In today’s world, self-care has not only emptied our wallets but has left our hearts desolate, wanting more and more out of this fascinating phenomenon. However, one could argue that the commercialization of self-care has promoted wellness for women across the world.
It has inspired them to lead healthier lifestyles and also left them attempting to meet unrealistic beauty standards by spending copious amounts of money on an endless list of bizarre products.
The problem here lies in the bigger picture. Women worldwide believe that their aspirations to look and feel better will be answered instantly by over-priced gels, masks, and lotions. Universally, self-care is no longer a journey towards self-love, confidence, and self-preservation but an expensive and exhausting competition for women to partake in.
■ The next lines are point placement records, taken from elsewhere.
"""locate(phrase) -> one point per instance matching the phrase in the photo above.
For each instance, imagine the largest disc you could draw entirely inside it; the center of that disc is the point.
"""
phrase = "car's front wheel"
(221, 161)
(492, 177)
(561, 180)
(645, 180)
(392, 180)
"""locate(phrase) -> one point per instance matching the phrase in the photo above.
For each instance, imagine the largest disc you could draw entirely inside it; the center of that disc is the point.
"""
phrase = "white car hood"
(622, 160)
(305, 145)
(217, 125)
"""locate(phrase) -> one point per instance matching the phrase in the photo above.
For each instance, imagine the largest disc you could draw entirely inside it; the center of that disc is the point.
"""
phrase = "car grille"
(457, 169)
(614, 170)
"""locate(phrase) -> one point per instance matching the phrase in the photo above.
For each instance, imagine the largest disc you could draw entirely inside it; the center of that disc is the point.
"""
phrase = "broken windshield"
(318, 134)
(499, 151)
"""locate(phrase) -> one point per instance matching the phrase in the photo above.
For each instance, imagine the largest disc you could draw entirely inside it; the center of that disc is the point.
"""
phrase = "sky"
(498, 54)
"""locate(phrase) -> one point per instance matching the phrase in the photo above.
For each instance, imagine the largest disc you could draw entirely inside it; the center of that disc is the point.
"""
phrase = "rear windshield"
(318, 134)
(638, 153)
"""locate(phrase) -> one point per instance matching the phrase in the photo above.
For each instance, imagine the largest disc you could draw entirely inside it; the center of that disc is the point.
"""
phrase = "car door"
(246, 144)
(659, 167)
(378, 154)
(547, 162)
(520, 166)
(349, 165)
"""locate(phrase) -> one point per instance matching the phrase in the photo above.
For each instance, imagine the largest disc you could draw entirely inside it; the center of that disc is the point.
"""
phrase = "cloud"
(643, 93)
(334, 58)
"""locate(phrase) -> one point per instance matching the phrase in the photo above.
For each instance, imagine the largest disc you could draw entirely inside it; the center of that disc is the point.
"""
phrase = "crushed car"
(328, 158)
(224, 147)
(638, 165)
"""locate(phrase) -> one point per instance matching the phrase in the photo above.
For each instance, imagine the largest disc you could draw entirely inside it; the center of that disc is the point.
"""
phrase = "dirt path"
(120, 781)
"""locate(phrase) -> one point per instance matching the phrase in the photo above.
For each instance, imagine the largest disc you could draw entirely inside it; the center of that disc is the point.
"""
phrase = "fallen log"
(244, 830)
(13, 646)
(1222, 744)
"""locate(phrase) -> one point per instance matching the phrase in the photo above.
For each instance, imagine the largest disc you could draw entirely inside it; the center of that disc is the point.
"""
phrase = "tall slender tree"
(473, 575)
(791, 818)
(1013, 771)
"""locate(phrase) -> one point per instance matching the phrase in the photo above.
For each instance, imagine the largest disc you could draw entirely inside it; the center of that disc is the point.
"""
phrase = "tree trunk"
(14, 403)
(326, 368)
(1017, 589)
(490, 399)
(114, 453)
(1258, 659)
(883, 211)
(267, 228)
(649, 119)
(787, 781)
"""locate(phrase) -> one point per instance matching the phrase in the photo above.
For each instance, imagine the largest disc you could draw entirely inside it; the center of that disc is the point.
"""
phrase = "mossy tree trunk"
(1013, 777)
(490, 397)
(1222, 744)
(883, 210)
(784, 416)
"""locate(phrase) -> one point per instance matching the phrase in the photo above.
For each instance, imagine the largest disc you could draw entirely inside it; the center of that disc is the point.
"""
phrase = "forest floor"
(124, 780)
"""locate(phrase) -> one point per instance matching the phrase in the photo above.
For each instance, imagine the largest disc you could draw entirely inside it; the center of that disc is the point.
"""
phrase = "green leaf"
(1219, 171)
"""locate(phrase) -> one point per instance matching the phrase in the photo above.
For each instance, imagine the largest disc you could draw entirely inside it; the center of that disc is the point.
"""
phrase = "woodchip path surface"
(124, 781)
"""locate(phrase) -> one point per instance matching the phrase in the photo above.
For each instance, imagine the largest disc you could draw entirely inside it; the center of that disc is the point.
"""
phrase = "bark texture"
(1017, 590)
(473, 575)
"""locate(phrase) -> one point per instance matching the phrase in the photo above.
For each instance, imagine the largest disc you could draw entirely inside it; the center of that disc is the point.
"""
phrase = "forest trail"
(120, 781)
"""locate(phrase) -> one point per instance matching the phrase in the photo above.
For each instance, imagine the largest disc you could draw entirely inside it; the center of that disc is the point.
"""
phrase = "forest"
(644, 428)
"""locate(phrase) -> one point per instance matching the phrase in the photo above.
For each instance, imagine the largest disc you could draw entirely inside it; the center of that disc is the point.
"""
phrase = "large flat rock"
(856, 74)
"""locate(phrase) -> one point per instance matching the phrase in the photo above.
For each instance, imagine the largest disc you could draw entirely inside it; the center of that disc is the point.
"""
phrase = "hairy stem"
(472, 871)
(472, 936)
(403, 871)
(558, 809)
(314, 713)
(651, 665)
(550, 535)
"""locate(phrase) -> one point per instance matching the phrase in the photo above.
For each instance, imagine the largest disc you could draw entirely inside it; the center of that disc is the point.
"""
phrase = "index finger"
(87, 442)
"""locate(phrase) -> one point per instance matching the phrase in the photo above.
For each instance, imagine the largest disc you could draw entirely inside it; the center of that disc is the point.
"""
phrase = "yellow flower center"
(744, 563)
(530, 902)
Self-care is no longer measured by the satisfaction one would feel while looking in the mirror after an early morning run. Instead, it is now estimated by the sigh of relief one would experience after seeing a certain number of views on their performative Instagram story or showcasing that they went for a run when the sun was rising.
Self-care, in the 21st century, is not aimed towards how we see and feel about ourselves, but how the world sees and feels about us.
‘Basic grooming,’ in the world today, is a tremendous source of emotional and physical fatigue. If not from high-intensity workouts and prolonged starvation, then from the pressure to be better than everyone around us. The irony of the market for self-care is that brands are entirely aware of their consumers’ stress and vulnerability and are using it to their advantage.
They are fueling women to believe that looking after themselves is not a practice, but a responsibility. The market now is creating extreme and unnecessary emotional stress such as a lazy day in bed or a slice of cake are now reasons to feel excessive guilt.
In an ideal world, looking after oneself should be a habit, with no ulterior incentive apart from the benefits it has for our emotional and physical health. Unfortunately, self-care, now, is not only a trend that has been completely revamped, losing its essence but is emulated by products with false promises of achieving toxic and unattainable beauty standards.
The industry for self-care, a lethal combination of beauty and wellness brands is worth approximately $10 billion. Businesses have realized that modern self-care is validated by social media and have abused this to the extent that taking care of yourself is not only monetarily but emotionally costly.
Contemporary self-care poses scented candles, personalized journals, and tea-based masks to remedy the stresses that plague our chaotic lives. Yet, one does not realize the perniciousness of commercialized self-care, which has driven 1 in every 50 people to experience body dysmorphia.
Instead of promoting wellness and giving importance to self-preservation, commercialized self-care has left women more vulnerable and, quite literally, hungrier than ever to meet unfeasible ideals of beauty, which simply do not exist.
It is beyond unfortunate that women are no longer practising but purchasing the ability to look after themselves in today’s world.